A vegetarian diet excludes individuals from eating meat, but may include dairy products and eggs. The diet places an emphasis on food that includes vegetables, grains, legumes and fruits.
"If a diet change can prevent blood pressure problems or can reduce blood pressure, it would give hope to many people," Yoko Yokoyama, lead author told Reuters Health in an email. "However, in order to make healthful food choices, people need guidance from scientific studies. Our analysis found that vegetarian diets lower blood pressure very effectively, and the evidence for this is now quite conclusive."
According to the American Heart Association, blood pressure readings under 120 mm Hg systolic and 80 mm Hg diastolic (120/80) are considered normal. Clinical hypertension pressure starts at 140/90.

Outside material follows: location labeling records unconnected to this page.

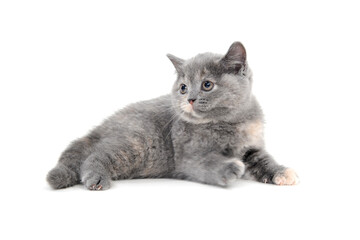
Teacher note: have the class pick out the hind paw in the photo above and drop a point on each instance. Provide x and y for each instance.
(96, 182)
(287, 177)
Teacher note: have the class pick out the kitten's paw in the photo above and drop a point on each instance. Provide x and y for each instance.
(286, 177)
(234, 169)
(96, 182)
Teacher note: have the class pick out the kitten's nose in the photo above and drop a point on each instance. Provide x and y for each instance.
(191, 101)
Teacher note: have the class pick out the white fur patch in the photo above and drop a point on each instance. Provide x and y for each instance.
(254, 132)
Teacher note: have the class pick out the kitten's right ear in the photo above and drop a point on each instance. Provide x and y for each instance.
(177, 62)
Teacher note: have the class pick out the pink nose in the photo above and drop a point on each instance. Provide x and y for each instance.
(191, 101)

Research found that those who had a consistent vegetarian diet had an average systolic blood pressure of about 7 mm Hg lower, and a diastolic blood pressure that was 5 mm Hg lower, "than blood pressure readings of those who regularly ate meat and meat products."
"I would encourage physicians to prescribe plant-based diets as a matter of routine, and to rely on medications only when diet changes do not do the job," Yokoyama said. "And I would encourage everyone to try a plant-based diet, and especially to introduce plant-based diets to their children - they could prevent many health problems."
The results appeared in the journal JAMA Internal Medicine on Monday.